The WoE encoder is quite common and there are many python implementations available online. Instead of implementing another one, skorecard uses scikit-learn contrib's category_encoders.woe.WOEEncoder:

from skorecard import datasets
from category_encoders.woe import WOEEncoder

X, y = datasets.load_uci_credit_card(return_X_y=True)
we = WOEEncoder(cols=list(X.columns))
we.fit_transform(X, y)

skorecard as a stronger baseline model

A good data scientist will start with a stupid model because a good baseline model can tell you if your data has some signal and if your final shiny model actually provides a performance increase worth the additional complexity. You want to apply Occam's razor to machine learning: prefer the simpler model over the complex one if performance is more or less equal. But a big complex model that has spent a lot of compute on hyperparameter tuning will likely outperform a humble quick LogisticRegression model. Before declaring victory, applying some smart auto-bucketing and weight of evidence encoding might offer a more performant and fair comparison. And it's a one-liner in skorecard:

from skorecard import Skorecard

baseline_model = Skorecard()

I ran a benchmark using the UCI Adult, Breast Cancer, skorecard UCI creditcard, UCI heart disease and Kaggle Telco customer churn datasets. We compare a LogisticRegression with one hot encoding of categorical columns (lr-ohe), a variant with ordinal encoding of categoricals (lr-ordinal), a typical RandomForest with 100 trees (rf-100), a XGBoost model (xgb) and of course a Skorecard model with default settings.

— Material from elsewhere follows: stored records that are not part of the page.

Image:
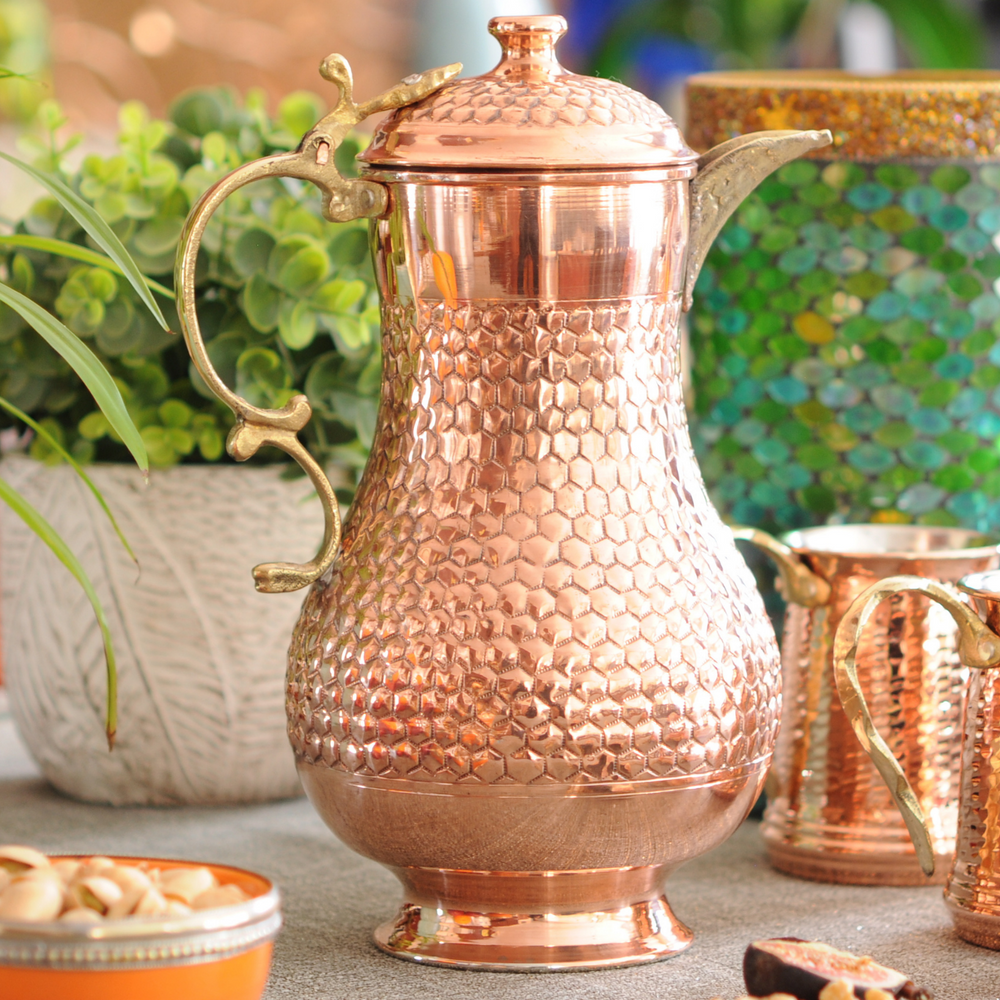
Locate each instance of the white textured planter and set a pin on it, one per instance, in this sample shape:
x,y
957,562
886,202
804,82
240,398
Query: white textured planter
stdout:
x,y
201,655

dataset_name	model_name	test_score_mean
telco_churn	lr_ordinal	nan
telco_churn	xgb	0.825
telco_churn	rf-100	0.824
telco_churn	lr_ohe	0.809
telco_churn	skorecard	0.764
heart	skorecard	0.911
heart	lr_ohe	0.895
heart	lr_ordinal	0.895
heart	rf-100	0.89
heart	xgb	0.851
breast-cancer	skorecard	0.996
breast-cancer	lr_ohe	0.994
breast-cancer	lr_ordinal	0.994
breast-cancer	rf-100	0.992
breast-cancer	xgb	0.992
adult	xgb	0.927
adult	lr_ohe	0.906
adult	rf-100	0.903
adult	skorecard	0.888
adult	lr_ordinal	0.855
UCI-creditcard	skorecard	0.627
UCI-creditcard	lr_ohe	0.621
UCI-creditcard	lr_ordinal	0.621
UCI-creditcard	xgb	0.596
UCI-creditcard	rf-100	0.588

Table 1: Benchmarking skorecard with other baseline models. See also benchmark notebook if you want to reproduce the results.

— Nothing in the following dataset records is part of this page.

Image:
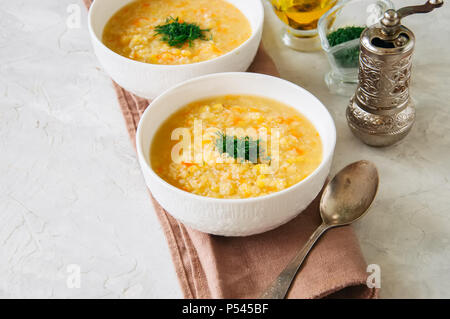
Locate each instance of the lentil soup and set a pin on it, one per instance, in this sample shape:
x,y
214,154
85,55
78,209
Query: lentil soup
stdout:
x,y
132,31
222,174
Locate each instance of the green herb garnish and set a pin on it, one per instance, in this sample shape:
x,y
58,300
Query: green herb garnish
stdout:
x,y
177,33
244,148
344,34
346,57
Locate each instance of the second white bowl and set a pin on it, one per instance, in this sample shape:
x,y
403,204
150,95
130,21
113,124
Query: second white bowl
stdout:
x,y
149,80
235,217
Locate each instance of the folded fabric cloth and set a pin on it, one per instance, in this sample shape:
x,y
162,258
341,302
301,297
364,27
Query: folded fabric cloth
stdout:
x,y
211,266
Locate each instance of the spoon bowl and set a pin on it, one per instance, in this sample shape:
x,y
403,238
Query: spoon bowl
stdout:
x,y
345,199
349,194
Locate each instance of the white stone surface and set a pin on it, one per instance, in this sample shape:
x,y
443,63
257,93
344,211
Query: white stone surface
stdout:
x,y
71,191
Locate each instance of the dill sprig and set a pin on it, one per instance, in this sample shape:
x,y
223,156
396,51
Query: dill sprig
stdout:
x,y
346,57
177,33
244,148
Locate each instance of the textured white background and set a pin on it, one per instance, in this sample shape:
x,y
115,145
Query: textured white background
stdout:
x,y
71,191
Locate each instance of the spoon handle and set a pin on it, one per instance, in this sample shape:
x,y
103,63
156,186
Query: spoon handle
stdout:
x,y
280,286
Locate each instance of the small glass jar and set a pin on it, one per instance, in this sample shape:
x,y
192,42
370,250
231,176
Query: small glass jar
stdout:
x,y
344,57
304,14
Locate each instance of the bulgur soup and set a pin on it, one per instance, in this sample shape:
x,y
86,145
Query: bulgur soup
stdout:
x,y
235,146
175,32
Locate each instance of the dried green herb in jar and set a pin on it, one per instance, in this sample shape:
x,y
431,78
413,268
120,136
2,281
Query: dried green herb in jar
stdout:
x,y
347,57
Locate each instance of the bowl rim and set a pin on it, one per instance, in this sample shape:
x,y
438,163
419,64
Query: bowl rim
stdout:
x,y
255,34
147,166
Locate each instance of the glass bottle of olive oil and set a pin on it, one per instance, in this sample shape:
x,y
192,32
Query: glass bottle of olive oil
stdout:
x,y
301,14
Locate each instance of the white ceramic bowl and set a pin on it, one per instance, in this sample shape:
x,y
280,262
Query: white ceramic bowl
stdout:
x,y
149,80
235,217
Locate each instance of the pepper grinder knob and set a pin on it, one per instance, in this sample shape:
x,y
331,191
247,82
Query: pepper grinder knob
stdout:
x,y
381,112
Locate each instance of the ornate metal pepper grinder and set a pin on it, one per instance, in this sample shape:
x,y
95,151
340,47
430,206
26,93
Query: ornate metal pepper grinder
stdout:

The table shows that Skorecard frequently outperforms LogisticRegression and even more complex algorithms (that haven't been tuned yet), but in line with the no free lunch theorem not always. So while skorecard is a great baseline model, you will always want to use a range of simple models to get a sense of the performance of your final model.

Conclusion

Bucketing features is a powerful technique that can help model performance and improve the interpretability of features. Bucketing in combination with weight of evidence encoding can make a logistic regression model much more powerful. skorecard has bucketing transformers you can use in your own modelling pipelines and a Skorecard() estimator that helps automate the bucketing+woe encoding technique and can be more competitive than LogisticRegression. skorecard is a strong approach that you could consider adding to your baseline models.

In the skorecard documentation there are more interesting features to explore such as support for missing values (tutorial), special values for bucketing (tutorial), a two step bucketing approach (tutorial) and the interactive bucketing app (tutorial).